Enfin, arrivé au quai, près des degrés conduisant à la rivière, il cria d’arrêter et descendit. Ô volupté céleste ! le danger n’existait plus, sa vie était sauve – il mit la main à la poche – et pourtant son exploit de dynamiteur n’en serait pas moins brillant ; car quoi de plus pittoresque et d’un effet plus certain qu’un cabriolet réduit en miettes au milieu des rues de Londres ? Il fouilla dans une poche, puis dans l’autre… il crut alors devenir fou de désespoir ; muet, anéanti, il regarda couler l’eau. Il n’avait pas un sou sur lui !
— Hallo ! dit le cocher, vous me semblez tout drôle !
— Perdu mon porte-monnaie, murmura Mac Guire d’une voix si faible et si bizarre qu’elle l’étonna lui-même.
L’homme regarda par l’ouverture de la capote :
— Dites donc, bourgeois, vous oubliez vot’colis !

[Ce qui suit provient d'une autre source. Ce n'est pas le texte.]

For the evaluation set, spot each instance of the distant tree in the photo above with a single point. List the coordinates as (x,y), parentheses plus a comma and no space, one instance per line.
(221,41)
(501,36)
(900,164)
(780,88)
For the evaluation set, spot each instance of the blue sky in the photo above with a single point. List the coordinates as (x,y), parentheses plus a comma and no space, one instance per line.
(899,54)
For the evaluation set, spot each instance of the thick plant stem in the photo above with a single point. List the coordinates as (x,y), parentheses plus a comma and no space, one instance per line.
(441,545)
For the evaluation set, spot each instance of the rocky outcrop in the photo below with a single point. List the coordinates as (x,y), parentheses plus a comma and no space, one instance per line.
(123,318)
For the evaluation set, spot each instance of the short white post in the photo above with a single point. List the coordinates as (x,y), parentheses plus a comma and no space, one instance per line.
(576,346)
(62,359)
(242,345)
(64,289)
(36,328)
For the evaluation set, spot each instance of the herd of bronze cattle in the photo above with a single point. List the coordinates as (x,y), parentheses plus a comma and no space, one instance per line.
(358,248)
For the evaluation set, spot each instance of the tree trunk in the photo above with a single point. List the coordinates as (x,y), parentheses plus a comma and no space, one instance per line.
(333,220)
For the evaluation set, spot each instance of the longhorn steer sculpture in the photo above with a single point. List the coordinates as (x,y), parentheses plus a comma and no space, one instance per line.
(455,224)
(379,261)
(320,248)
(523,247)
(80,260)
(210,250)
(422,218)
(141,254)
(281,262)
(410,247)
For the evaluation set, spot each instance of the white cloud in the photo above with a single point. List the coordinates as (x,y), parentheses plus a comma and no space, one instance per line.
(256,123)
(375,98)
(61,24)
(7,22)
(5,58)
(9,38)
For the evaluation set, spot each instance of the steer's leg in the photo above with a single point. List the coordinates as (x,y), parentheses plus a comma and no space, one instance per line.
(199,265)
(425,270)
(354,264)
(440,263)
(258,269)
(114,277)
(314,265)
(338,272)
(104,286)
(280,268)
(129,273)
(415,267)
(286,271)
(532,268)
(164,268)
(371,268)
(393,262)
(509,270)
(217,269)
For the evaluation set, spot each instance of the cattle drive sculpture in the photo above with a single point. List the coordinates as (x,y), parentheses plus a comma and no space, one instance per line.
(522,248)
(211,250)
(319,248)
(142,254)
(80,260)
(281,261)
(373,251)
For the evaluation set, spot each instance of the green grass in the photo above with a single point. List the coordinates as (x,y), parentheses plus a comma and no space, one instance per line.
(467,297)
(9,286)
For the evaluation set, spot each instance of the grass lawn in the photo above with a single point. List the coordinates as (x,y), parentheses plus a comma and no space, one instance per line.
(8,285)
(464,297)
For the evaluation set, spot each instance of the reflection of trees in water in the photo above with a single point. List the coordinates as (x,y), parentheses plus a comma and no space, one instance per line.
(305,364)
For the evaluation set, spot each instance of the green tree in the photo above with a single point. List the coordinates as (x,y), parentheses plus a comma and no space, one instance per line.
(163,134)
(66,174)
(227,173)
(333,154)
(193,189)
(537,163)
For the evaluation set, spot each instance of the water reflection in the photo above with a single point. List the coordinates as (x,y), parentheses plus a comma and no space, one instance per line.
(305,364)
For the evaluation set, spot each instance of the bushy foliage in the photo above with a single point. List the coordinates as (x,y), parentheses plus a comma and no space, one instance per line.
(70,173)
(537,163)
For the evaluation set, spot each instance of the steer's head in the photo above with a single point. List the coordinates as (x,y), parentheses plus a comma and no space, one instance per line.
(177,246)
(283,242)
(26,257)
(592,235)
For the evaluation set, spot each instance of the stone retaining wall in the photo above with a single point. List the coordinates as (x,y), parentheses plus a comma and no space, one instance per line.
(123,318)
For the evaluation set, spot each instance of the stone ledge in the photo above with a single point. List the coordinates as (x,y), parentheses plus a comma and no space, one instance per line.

Mac Guire, machinalement, le retira, et se voyant derechef à la main ce sac de malheur qui s’accrochait à lui, il sentit ses dernières forces l’abandonner et courba la tête comme une pauvre fleur fanée sur sa tige. Il eut encore un éclair d’énergie, pourtant.
— Il n’est pas à moi, dit-il. C’est sans doute votre dernier voyageur qui l’a laissé. Vous le porterez au bureau !
— Voyons, voyons ! répondit le cocher ; lequel d’nous deux qui s’paye la tête de l’autre ? Comment ?
— Je vais vous dire, mon ami, s’écria Mac Guire, prenez-le pour vous payer.
— J’écoute, répondit le cocher. Et quoi qu’i’y a dans vot’sac ? Ouvrez, qu’on voie !
— Non, non ! vociféra Mac Guire. C’est… c’est une surprise… c’est fait exprès… une surprise pour les cochers honnêtes !
— Qu’vous m’chantez là, vous ? dit l’homme descendant de son perchoir et acculant le malheureux patriote à la voiture. Vous allez me payer ma course, ou bien je vous remets d’dans et nous allons au bureau de police !
Ce fut en ce moment de détresse suprême que Mac Guire aperçut la haute stature d’un certain Godall, marchand de tabac, qui s’avançait vers le quai. Cet homme ne lui était pas inconnu ; il était parfois entré dans sa boutique pour divers achats et savait qu’il était la libéralité incarnée. Telle était l’imminence du péril qu’il s’accrocha en désespéré à cette dernière planche de salut.
— Dieu soit loué ! dit-il. Voici un de mes amis. Je vais lui emprunter la somme nécessaire. Et il se précipita à la rencontre du boutiquier. — Monsieur, dit-il, monsieur Godall, vous me remettez sans doute ? Un malheur m’accable, sans qu’il y ait faute de ma part, ô monsieur ! au nom de l’innocence opprimée, au nom des liens sacrés de l’humanité, au nom de cette rédemption que vous espérez devant le trône de la justice divine… prêtez-moi trente sous !
— Je ne reconnais pas vos traits, répondit M. Godall, mais je me rappelle la coupe particulière de votre barbiche, qui n’a pas l’heur de me plaire. Voici un souverain, monsieur, que je vous avance, à la condition expresse que vous vous ferez raser le menton.
Mac Guire se saisit de la pièce sans un mot de remerciement, la jeta au cocher en lui criant de garder la monnaie, dégringola les escaliers, jeta le sac le plus loin qu’il put dans la rivière et s’y précipita ensuite lui-même tête baissée. Il fut sauvé de la noyade, croit-on par le bras vigoureux de M. Godall. Au moment où on le ramenait ruisselant sur la rive, une explosion sourde et étouffée ébranla la solide maçonnerie du quai, et au milieu du fleuve s’éleva comme un geyser une masse liquide qui retomba aussitôt.